For the reaction C2H2 + H2 → C2H4:
This reaction involves the formation of C2H4 from C2H2 and H2. In this case, there is a breaking of the triple bond in C2H2 and the formation of a double bond in C2H4.
The breaking of a bond requires energy input, while the formation of a bond releases energy. In this reaction, the formation of the double bond in C2H4 releases more energy than the energy required to break the triple bond in C2H2 and the formation of the single bond in H2. Therefore, this reaction is exothermic, meaning it releases heat and the energy change is negative ΔH.
For the reaction C2H2 + 2H2 → C2H6:
This reaction involves the formation of C2H6 from C2H2 and 2H2. Here, there is a breaking of the triple bond in C2H2 and the formation of a single bond in C2H6.
Similar to the previous reaction, the breaking of a bond requires energy input, while the formation of a bond releases energy. In this reaction, the formation of the single bond in C2H6 releases more energy than the energy required to break the triple bond in C2H2 and form the two single bonds in H2. Therefore, this reaction is also exothermic, meaning it releases heat and the energy change is negative ΔH.
For the reaction C2H4 + H2 → C2H6:
This reaction involves the addition of H2 to C2H4 to form C2H6. Here, a double bond is being converted to a single bond.
The conversion of a double bond to a single bond usually involves energy release. In this case, the formation of the single bond in C2H6 releases energy. Therefore, this reaction is also exothermic, meaning it releases heat and the energy change is negative ΔH.
To determine whether a reaction is exothermic or endothermic, you need to analyze the change in enthalpy (∆H) of the reaction. Enthalpy refers to the heat energy exchanged during a chemical reaction.
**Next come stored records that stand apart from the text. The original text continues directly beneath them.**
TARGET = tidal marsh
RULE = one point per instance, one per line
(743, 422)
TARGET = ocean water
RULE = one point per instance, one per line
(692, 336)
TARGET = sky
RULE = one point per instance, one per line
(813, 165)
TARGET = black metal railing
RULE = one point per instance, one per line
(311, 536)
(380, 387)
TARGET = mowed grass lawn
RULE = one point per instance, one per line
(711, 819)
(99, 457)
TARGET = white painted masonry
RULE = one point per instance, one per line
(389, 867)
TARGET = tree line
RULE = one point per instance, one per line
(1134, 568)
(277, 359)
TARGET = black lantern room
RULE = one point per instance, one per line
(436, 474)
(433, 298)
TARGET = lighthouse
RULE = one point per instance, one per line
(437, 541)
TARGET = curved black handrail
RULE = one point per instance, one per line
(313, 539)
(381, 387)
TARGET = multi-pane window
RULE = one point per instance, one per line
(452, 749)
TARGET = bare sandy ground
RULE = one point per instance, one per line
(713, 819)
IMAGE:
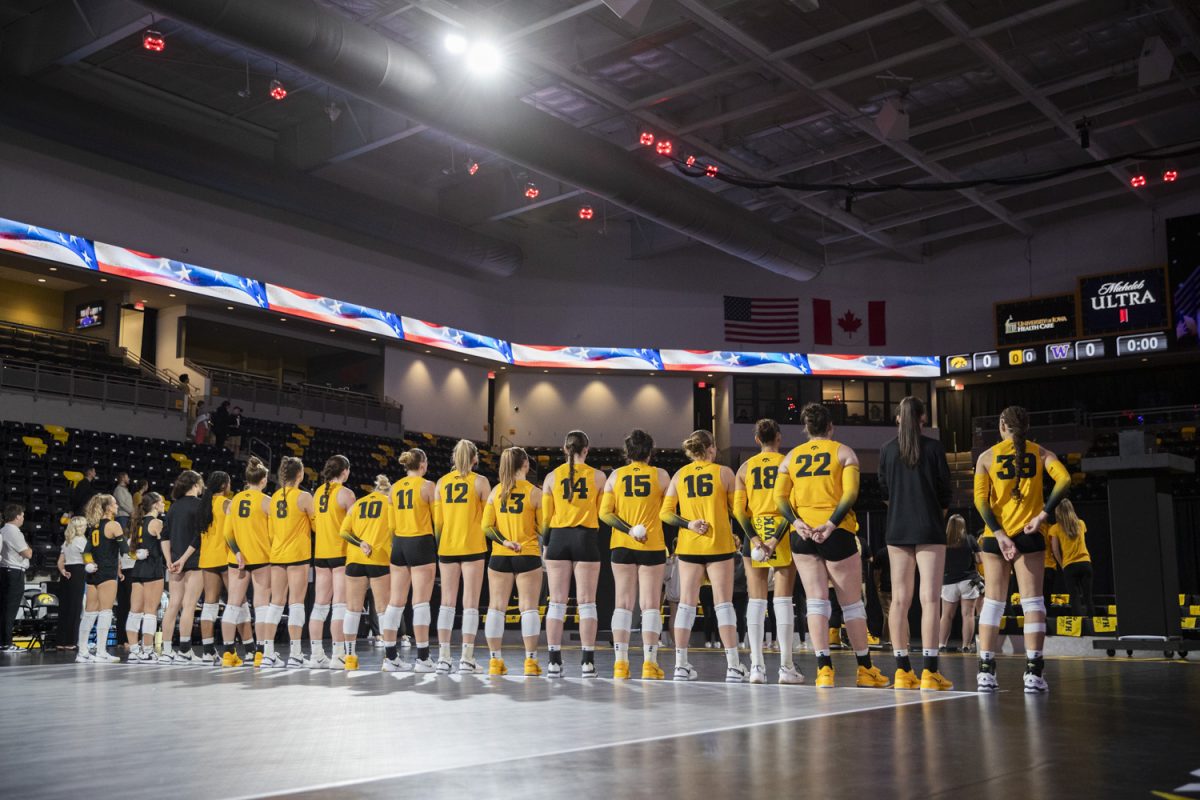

In general, if the ∆H value is negative, the reaction is exothermic, meaning it releases heat to the surroundings. Conversely, if the ∆H value is positive, the reaction is endothermic, which means it absorbs heat from the surroundings.
Now, let's apply this concept to the given reactions:
1. C2H2 + H2 → C2H4:
To determine if this reaction is exothermic or endothermic, you would need to refer to experimental data or enthalpy changes provided in a reference table. Without concrete data, we cannot definitively state whether it is exothermic or endothermic. You would need to consult enthalpy values or conduct experiments to determine the sign of ∆H for this reaction.
2. C2H2 + 2H2 → C2H6:
Similarly, without specific enthalpy information, we cannot determine if this reaction is exothermic or endothermic. Thermochemical data or laboratory analysis would be necessary to determine the value and sign of ∆H for this reaction.
3. C2H4 + H2 → C2H6:
Again, without access to enthalpy data, we cannot conclude whether this reaction is exothermic or endothermic. Consultation of enthalpy values from reliable sources or performing experimental measurements are required to determine the sign of ∆H for this reaction.
To summarize, without enthalpy data, it is not possible to determine whether a reaction is exothermic or endothermic. It is vital to refer to appropriate thermochemical data or perform experiments to obtain the needed information.